5. **Don't break engine swap.** `wp_content_scan()` runs AFTER the
engine swap on the same `$rewritten` string. Both your check and
the engine swap must be tolerant of each other's output.
---
## How to test locally
### Build the image
```bash
docker build -t cpanel-importer:dev .
```
Confirm the image is under the budget:
```bash
docker images cpanel-importer:dev --format '{{.Size}}'
```
Target: < 1 GB extracted (spec asks < 600 MB compressed for prod, but
local builds typically come in around 700900 MB extracted including
ClamAV signature DBs).
### Build the fixtures
```bash
bash tests/build-fixtures.sh
```
Two tarballs land under `tests/fixtures/`:
- `cpmove-clean.tar.gz` — a benign cpmove with a WordPress MyISAM dump.
- `cpmove-alfa.tar.gz` — same shape PLUS an ALFA-style symlink to /etc.
### Run against the clean fixture
```bash
mkdir -p /tmp/test-quarantine /tmp/test-sanitized
docker run --rm \
-e IMPORT_ID=test-clean \
-e IMPORT_USERNAME=testuser \
-e IMPORT_BACKUP_FILE=/host/backup/cpmove-clean.tar.gz \
-e CLAMAV_REFRESH=false \
-v "$PWD/tests/fixtures/cpmove-clean.tar.gz:/host/backup/cpmove-clean.tar.gz:ro" \
-v /tmp/test-quarantine:/host/quarantine \
-v /tmp/test-sanitized:/host/sanitized \
cpanel-importer:dev
```
Expect `status=completed`, MyISAM count > 0, no flags, exit 0.
### Run against the ALFA fixture
```bash
docker run --rm \
-e IMPORT_ID=test-alfa \
-e IMPORT_USERNAME=testuser \
-e IMPORT_BACKUP_FILE=/host/backup/cpmove-alfa.tar.gz \
-e CLAMAV_REFRESH=false \
-v "$PWD/tests/fixtures/cpmove-alfa.tar.gz:/host/backup/cpmove-alfa.tar.gz:ro" \
-v /tmp/test-quarantine:/host/quarantine \
-v /tmp/test-sanitized:/host/sanitized \
cpanel-importer:dev
```
Expect non-zero exit, `status=failed`, `failed_stage=extract`, and
stderr from inside the container containing
`tarball contains dangerous symlinks; aborting`.

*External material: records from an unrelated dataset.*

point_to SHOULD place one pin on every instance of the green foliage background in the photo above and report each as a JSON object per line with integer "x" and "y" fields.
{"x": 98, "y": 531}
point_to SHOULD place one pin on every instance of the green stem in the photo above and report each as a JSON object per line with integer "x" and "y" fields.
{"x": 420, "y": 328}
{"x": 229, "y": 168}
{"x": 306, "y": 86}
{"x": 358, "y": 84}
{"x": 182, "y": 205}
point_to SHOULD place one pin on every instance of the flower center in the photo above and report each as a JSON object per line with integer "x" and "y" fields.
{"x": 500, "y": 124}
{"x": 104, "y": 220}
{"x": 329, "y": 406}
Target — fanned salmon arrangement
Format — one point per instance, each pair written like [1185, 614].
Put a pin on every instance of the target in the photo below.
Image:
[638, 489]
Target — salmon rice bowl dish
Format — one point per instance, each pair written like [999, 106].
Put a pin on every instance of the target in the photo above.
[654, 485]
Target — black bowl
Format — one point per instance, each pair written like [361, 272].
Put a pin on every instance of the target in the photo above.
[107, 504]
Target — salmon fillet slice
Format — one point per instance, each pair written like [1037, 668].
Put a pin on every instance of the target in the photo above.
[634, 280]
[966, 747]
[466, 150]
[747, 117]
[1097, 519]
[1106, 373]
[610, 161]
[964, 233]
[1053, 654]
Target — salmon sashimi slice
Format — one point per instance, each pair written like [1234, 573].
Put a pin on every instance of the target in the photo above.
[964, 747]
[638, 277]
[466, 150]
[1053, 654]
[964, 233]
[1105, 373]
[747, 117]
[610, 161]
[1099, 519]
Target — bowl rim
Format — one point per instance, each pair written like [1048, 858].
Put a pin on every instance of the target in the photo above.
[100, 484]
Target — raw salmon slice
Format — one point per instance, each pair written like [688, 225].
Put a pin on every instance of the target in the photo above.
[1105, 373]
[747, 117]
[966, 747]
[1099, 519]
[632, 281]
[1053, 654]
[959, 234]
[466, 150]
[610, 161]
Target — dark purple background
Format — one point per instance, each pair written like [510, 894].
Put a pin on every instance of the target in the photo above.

### Iterating on PHP / shell scripts
The `scripts/` directory is `COPY`ed in late in the Dockerfile, so
edits there only re-trigger the last layer of the build — typical
turnaround is ~5 seconds.
---
## Code style
- Bash scripts: `set -euo pipefail`, absolute paths only, every external
command on its own logical line, comment each non-obvious flag.
- PHP scripts: 4-space indent, single quotes for non-interpolated
strings, `<?php` opener on line 1, no closing `?>`.
- All scripts must be idempotent — the worker may be re-run against the
same `IMPORT_ID` on retry; second runs must overwrite the prior
`report.json` cleanly.
---
## CI
Pushes to `trunk` build + push the image to
`repo.anhonesthost.net/cloud-hosting-platform/cpanel-importer:latest` and
`...:<sha>`. Pushes of a `YYYY.MM.NNN` tag additionally tag
`...:YYYY.MM.NNN`. CI runs the smoke test (image starts and
`echo ok` runs) and PHP `-l` / `bash -n` syntax checks on every script
before pushing.
See `.gitea/workflows/build-push.yaml`.